Results and Analysis
Human Evaluation
Human performance on WAA tasks was measured, resulting in a 74.5% success rate. The evaluation covered tasks across different domains, including document editing, web browsing, and system tasks. On average, tasks took around 8.1 steps to complete, with VLC Player tasks being the most challenging.
Agent Performance
Navi's performance was evaluated across various configurations, showing the importance of accurate Set-of-Marks (SoM) and precise visual-language alignment. The best configuration combined UIA markers with pixel-based models, achieving a 19.5% success rate. Performance gaps between different models were observed, with larger models like GPT-4V-1106 performing better.
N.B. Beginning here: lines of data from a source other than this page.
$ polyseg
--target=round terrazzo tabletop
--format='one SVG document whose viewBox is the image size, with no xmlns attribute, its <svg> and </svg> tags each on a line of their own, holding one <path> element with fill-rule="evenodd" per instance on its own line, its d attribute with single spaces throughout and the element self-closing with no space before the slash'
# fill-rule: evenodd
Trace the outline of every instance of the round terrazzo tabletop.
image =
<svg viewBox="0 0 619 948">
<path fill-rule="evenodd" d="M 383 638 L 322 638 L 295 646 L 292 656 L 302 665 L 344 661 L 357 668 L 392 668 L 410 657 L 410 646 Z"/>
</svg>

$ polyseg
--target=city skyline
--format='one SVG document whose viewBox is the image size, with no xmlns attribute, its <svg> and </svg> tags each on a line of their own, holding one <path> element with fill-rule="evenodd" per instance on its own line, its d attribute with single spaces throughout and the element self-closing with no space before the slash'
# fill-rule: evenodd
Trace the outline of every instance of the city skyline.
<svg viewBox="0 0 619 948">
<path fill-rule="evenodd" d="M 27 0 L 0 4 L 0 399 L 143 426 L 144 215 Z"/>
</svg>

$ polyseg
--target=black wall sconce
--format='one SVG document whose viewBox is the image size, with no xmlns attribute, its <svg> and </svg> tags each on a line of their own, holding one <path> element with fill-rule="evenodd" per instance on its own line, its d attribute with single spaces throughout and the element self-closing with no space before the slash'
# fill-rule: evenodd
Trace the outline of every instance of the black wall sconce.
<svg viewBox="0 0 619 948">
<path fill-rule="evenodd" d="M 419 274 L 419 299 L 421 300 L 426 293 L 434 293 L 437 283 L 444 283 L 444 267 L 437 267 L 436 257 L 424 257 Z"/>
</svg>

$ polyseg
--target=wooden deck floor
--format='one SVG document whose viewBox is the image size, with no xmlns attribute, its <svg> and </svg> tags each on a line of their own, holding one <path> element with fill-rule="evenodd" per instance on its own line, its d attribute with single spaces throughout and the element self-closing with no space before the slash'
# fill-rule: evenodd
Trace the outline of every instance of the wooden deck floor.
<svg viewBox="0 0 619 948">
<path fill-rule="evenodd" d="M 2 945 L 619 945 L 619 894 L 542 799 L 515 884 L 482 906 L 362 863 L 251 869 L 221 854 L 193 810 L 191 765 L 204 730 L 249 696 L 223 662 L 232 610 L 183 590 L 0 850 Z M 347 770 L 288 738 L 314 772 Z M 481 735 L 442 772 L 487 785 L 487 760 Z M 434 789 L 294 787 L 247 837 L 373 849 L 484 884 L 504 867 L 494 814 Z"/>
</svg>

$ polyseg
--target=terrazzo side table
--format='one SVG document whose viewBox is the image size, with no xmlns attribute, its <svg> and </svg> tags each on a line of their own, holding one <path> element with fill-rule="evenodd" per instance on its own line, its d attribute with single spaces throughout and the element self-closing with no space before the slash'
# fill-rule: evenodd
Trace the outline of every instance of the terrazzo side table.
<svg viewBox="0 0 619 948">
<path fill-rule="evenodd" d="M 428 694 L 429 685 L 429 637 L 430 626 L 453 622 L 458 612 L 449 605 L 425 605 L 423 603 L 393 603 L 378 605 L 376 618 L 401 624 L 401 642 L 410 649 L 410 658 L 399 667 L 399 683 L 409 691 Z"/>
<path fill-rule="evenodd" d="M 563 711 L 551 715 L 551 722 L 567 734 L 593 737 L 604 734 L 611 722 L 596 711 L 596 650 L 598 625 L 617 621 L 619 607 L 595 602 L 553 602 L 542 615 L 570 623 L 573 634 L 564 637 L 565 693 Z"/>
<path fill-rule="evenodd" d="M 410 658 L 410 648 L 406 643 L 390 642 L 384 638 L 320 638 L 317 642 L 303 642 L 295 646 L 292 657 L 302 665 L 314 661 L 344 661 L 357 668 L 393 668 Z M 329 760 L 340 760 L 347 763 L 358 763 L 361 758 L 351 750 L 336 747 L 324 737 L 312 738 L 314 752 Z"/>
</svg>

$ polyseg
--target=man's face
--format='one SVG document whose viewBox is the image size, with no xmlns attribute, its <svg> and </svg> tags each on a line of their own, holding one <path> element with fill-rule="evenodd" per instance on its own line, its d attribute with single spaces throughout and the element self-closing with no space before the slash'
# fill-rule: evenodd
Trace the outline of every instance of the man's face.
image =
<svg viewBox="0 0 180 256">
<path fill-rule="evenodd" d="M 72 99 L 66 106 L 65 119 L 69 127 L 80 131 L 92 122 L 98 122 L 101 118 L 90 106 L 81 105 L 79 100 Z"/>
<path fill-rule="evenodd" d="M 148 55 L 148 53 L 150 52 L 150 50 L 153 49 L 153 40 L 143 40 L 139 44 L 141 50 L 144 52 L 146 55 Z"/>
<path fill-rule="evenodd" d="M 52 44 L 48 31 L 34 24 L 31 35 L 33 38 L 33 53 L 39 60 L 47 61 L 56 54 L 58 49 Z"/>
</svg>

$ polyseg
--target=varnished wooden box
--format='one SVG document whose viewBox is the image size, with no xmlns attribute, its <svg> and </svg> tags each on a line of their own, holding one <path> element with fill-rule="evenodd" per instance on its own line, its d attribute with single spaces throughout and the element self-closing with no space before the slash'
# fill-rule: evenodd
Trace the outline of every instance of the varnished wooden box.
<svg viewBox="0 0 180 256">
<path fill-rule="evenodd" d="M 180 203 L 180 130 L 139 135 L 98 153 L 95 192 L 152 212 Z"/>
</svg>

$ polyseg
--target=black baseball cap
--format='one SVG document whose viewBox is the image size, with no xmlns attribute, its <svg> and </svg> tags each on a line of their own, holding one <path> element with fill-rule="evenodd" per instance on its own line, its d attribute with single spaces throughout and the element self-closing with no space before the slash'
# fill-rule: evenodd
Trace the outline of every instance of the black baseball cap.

Implications and Future Directions
The research highlights several key areas for future development:
- Human-in-the-Loop Systems: Incorporating human feedback to enhance agent performance.
- Specialized Sub-Systems: Developing specialized agents for domain-specific tasks.
- Reinforcement Learning: Leveraging RL for training agents using generated data.
- Predefined Action Libraries: Using action libraries for higher execution precision.
- Safety and Security: Ensuring ethical and responsible AI use.
Conclusion
The introduction of WAA and the development of Navi provide a robust framework for evaluating multi-modal OS agents. The benchmark's scalability and the agent's performance offer significant insights into the potential and challenges of autonomous computer control agents. The open-source contributions aim to accelerate research and development in the field, fostering innovation and collaboration.
The paper presents a structured approach to evaluating multi-modal agents within a realistic OS environment, addressing existing challenges and providing valuable insights for future research.